Recorde-se que em janeiro de 2022 a associação apresentou uma queixa-crime contra várias entidades envolvidas no processo de licenciamento da obra de adaptação da Casa do Alcaide a “hotel de charme”, tendo desde logo alertado “para a necessidade de se tomarem medidas de proteção da obra, entretanto interrompida e de provida de proteção adequada contra a intempérie”.

Mais de dois anos depois, com esse processo ainda em decorrer e “sem que da parte de qualquer das entidades visadas”, incluindo a então Direção Regional de Cultura do Alentejo e o Município de Estremoz, “fossem tomadas quaisquer medidas de proteção do monumento”, a associação decidiu apresentar esta providência cautelar.

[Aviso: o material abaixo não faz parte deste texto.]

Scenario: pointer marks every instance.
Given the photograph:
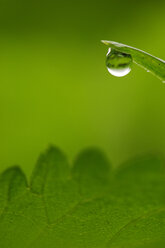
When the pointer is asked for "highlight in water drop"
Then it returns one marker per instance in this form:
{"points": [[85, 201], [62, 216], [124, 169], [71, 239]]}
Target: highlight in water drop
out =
{"points": [[118, 64]]}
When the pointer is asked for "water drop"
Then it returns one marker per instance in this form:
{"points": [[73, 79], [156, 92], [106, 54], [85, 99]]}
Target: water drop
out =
{"points": [[118, 64]]}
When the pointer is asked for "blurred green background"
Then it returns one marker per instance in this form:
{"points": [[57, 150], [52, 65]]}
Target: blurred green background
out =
{"points": [[55, 88]]}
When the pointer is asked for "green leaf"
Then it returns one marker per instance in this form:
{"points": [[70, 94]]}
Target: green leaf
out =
{"points": [[151, 63], [86, 205]]}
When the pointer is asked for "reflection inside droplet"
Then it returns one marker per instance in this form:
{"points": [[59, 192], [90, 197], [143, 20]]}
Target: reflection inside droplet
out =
{"points": [[118, 64]]}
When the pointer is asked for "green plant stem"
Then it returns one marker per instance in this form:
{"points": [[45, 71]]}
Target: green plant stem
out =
{"points": [[150, 63]]}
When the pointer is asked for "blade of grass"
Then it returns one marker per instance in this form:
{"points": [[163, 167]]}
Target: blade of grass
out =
{"points": [[150, 63]]}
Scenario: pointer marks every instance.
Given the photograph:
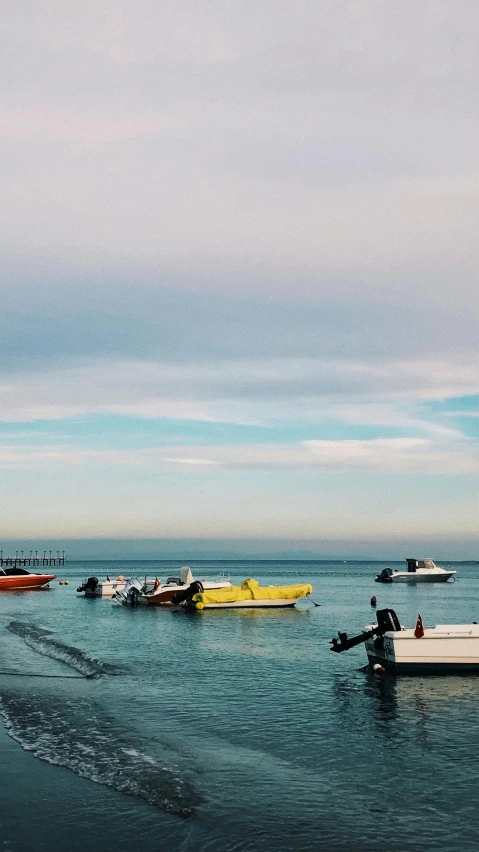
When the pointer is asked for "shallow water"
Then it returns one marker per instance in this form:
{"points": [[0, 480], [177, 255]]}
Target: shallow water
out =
{"points": [[235, 730]]}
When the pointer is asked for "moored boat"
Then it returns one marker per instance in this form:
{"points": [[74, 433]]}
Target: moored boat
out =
{"points": [[249, 594], [156, 593], [19, 578], [418, 571], [443, 649], [92, 587]]}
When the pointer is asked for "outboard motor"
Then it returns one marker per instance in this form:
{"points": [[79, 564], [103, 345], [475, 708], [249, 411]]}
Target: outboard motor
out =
{"points": [[187, 594], [384, 576], [387, 620], [89, 586], [131, 591]]}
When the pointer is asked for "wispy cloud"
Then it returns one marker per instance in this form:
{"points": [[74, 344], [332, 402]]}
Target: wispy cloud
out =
{"points": [[394, 455], [241, 391]]}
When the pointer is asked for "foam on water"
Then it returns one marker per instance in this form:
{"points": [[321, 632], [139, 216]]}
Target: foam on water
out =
{"points": [[39, 640], [77, 734]]}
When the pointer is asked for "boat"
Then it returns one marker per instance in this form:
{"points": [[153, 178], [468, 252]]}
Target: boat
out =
{"points": [[19, 578], [249, 594], [418, 571], [443, 649], [156, 593], [95, 588]]}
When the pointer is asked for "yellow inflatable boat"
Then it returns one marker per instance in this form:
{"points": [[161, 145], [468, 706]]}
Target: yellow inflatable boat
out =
{"points": [[249, 594]]}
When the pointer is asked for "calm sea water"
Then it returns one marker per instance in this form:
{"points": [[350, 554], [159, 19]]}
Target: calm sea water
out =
{"points": [[232, 730]]}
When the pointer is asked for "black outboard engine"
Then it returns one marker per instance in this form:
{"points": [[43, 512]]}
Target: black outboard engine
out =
{"points": [[387, 620], [187, 594], [89, 586], [384, 576]]}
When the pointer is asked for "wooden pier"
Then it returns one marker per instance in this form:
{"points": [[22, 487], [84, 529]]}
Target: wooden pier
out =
{"points": [[21, 557]]}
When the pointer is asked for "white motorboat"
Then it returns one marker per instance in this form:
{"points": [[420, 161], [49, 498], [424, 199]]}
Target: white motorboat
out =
{"points": [[418, 571], [156, 593], [92, 587], [443, 649]]}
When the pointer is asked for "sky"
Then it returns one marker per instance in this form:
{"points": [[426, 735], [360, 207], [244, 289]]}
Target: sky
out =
{"points": [[239, 275]]}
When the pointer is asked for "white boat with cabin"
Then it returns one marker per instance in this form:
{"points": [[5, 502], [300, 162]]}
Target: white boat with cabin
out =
{"points": [[418, 571]]}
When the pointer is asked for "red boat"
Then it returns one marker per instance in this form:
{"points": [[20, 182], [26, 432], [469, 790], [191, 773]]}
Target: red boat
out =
{"points": [[19, 578]]}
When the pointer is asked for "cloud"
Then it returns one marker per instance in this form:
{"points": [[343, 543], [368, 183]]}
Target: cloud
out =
{"points": [[241, 391], [394, 455]]}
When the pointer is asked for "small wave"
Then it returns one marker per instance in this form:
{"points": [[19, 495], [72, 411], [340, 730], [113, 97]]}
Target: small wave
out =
{"points": [[77, 734], [39, 640]]}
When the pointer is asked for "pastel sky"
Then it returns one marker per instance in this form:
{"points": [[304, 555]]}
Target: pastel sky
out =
{"points": [[239, 271]]}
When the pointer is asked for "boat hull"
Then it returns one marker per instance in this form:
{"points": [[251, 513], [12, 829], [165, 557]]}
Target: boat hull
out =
{"points": [[25, 582], [105, 589], [445, 649], [422, 578], [281, 602]]}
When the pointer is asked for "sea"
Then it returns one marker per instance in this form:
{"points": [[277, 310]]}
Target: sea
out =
{"points": [[157, 729]]}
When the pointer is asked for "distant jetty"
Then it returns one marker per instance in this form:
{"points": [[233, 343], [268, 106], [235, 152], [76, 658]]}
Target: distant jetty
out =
{"points": [[21, 557]]}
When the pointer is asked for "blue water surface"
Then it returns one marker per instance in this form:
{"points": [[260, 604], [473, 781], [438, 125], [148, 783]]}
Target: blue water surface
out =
{"points": [[232, 730]]}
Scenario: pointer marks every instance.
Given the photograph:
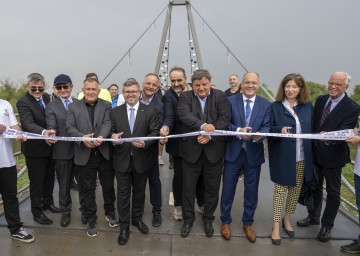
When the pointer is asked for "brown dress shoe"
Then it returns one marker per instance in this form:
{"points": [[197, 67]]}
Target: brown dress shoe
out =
{"points": [[225, 231], [250, 233]]}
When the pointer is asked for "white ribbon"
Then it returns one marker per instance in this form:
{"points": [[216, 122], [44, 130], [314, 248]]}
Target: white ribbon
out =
{"points": [[335, 135]]}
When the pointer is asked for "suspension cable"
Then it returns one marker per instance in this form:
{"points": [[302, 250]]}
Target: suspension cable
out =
{"points": [[126, 53], [227, 47]]}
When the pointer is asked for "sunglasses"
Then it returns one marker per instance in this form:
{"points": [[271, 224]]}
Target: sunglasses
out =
{"points": [[65, 87], [34, 89]]}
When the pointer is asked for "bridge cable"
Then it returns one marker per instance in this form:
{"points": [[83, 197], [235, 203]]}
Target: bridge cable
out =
{"points": [[133, 45], [218, 37]]}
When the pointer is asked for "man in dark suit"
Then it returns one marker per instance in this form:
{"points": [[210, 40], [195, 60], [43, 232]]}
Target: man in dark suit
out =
{"points": [[63, 151], [172, 125], [203, 109], [41, 168], [249, 112], [132, 161], [332, 112], [90, 117], [148, 96]]}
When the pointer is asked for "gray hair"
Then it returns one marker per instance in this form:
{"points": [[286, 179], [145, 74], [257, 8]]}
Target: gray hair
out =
{"points": [[342, 73], [131, 81], [35, 78], [199, 74]]}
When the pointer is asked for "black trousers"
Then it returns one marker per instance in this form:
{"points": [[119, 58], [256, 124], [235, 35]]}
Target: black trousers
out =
{"points": [[126, 181], [212, 177], [41, 172], [97, 165], [8, 191], [333, 184], [177, 184], [155, 185], [64, 174]]}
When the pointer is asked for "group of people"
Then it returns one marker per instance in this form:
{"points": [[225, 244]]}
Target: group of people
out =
{"points": [[200, 162]]}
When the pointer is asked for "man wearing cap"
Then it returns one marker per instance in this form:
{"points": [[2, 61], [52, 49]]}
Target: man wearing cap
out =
{"points": [[63, 151], [41, 168]]}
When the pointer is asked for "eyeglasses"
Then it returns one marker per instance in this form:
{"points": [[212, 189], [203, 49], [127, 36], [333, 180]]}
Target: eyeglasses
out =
{"points": [[34, 89], [335, 84], [250, 83], [64, 86], [130, 92]]}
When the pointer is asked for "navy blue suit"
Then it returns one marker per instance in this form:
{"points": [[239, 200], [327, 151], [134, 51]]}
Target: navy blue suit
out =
{"points": [[236, 157], [154, 175], [331, 156]]}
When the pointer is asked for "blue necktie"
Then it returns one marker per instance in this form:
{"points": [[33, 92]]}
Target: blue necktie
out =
{"points": [[247, 111], [326, 112], [66, 104], [132, 119], [41, 103]]}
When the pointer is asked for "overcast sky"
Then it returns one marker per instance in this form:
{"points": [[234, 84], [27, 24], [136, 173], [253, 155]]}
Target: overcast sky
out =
{"points": [[273, 38]]}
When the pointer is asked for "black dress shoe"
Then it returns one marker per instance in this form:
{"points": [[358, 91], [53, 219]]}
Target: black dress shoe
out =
{"points": [[157, 220], [209, 229], [307, 221], [288, 232], [65, 220], [83, 219], [43, 219], [276, 241], [324, 234], [141, 226], [185, 230], [123, 236], [52, 208]]}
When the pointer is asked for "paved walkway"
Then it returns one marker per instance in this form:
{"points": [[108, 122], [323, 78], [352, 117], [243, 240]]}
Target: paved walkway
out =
{"points": [[166, 239]]}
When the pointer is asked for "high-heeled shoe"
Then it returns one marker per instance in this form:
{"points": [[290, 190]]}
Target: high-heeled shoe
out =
{"points": [[275, 241], [288, 232]]}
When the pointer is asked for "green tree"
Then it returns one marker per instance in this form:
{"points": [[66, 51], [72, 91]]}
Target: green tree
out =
{"points": [[11, 92], [261, 93], [316, 90], [356, 94]]}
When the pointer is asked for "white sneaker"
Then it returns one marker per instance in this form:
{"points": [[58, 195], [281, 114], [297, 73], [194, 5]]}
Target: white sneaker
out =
{"points": [[161, 161], [178, 213]]}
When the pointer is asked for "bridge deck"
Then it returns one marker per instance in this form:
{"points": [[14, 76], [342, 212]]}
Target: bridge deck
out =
{"points": [[166, 239]]}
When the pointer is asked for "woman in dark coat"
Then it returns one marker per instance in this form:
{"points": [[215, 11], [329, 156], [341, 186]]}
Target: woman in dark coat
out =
{"points": [[290, 159]]}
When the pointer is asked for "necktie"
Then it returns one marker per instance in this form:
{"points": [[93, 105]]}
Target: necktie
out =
{"points": [[132, 119], [66, 104], [41, 103], [247, 111], [326, 112]]}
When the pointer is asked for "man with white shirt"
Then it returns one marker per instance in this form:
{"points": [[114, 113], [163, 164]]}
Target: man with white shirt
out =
{"points": [[8, 175], [132, 161], [41, 168], [249, 113], [63, 151]]}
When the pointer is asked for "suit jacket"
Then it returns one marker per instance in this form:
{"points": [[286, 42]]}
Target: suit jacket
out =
{"points": [[259, 121], [78, 124], [146, 125], [216, 112], [343, 116], [171, 120], [32, 118], [55, 114], [282, 151]]}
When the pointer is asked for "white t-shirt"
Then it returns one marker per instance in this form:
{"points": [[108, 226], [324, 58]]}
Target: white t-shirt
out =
{"points": [[7, 118]]}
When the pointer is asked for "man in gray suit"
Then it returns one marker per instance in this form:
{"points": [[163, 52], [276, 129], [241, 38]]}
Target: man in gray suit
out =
{"points": [[63, 151], [90, 117], [132, 161]]}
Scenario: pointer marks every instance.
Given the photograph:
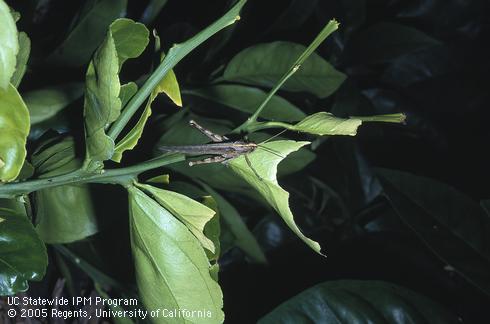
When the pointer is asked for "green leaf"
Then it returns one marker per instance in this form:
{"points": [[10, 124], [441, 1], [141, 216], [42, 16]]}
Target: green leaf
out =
{"points": [[22, 58], [243, 238], [172, 270], [169, 86], [353, 301], [103, 99], [190, 212], [10, 46], [212, 230], [264, 164], [102, 103], [130, 38], [324, 123], [45, 103], [152, 10], [453, 226], [247, 99], [386, 41], [14, 128], [23, 255], [64, 214], [88, 32], [265, 64]]}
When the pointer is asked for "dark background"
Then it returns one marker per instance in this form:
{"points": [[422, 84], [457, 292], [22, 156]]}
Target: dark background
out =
{"points": [[442, 89]]}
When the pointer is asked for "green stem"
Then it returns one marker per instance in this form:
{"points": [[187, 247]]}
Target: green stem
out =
{"points": [[264, 125], [116, 176], [174, 55], [332, 26]]}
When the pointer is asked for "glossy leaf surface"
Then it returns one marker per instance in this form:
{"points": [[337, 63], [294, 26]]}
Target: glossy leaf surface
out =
{"points": [[23, 256], [350, 301], [14, 128], [22, 58], [172, 269], [45, 103], [190, 212], [454, 227], [242, 236], [264, 164], [88, 32]]}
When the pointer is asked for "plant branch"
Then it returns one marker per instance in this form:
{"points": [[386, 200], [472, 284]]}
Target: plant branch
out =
{"points": [[114, 176], [174, 55], [332, 26]]}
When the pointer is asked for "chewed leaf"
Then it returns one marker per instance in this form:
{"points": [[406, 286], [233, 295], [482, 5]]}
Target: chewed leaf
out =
{"points": [[243, 237], [324, 123], [130, 38], [22, 58], [102, 103], [263, 163], [14, 128], [190, 212], [172, 269]]}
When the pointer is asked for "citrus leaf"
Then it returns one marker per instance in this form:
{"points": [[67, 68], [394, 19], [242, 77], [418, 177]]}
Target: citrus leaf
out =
{"points": [[23, 255], [265, 64], [172, 270], [45, 103], [163, 179], [102, 103], [355, 301], [453, 226], [243, 237], [14, 127], [167, 85], [324, 123], [10, 45], [212, 230], [263, 163], [22, 58], [190, 212], [88, 32], [65, 213], [170, 87], [130, 38]]}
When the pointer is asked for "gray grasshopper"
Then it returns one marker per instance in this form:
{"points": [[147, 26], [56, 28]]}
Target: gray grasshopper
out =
{"points": [[222, 148]]}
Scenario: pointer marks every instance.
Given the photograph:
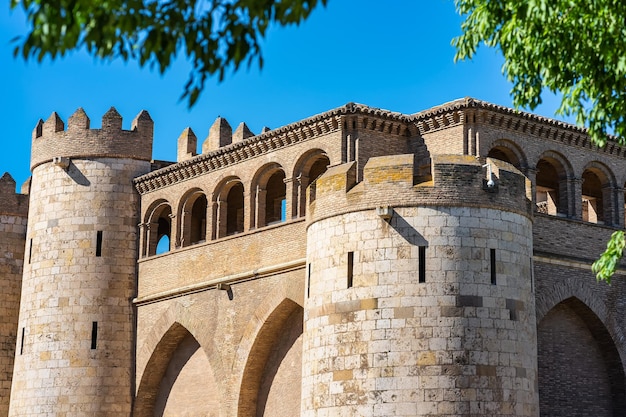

“Entende a APAC que os maus-tratos a que o monumento foi sujeito com as obras de adaptação realizadas não justificam que se deixe ao abandono quer a estrutura de betão armado entretanto construída, quer, sobretudo, a nova fachada e as abóbadas do rés-do-chão que escaparam às demolições, quer, ainda, as paredes das instalações anexas à casa principal, não abrangidas pela intervenção e igualmente incluídas no conjunto classificado”, refere fonte da associação, exigindo a colocação de uma cobertura provisória para salvaguardar o que resta do edifício.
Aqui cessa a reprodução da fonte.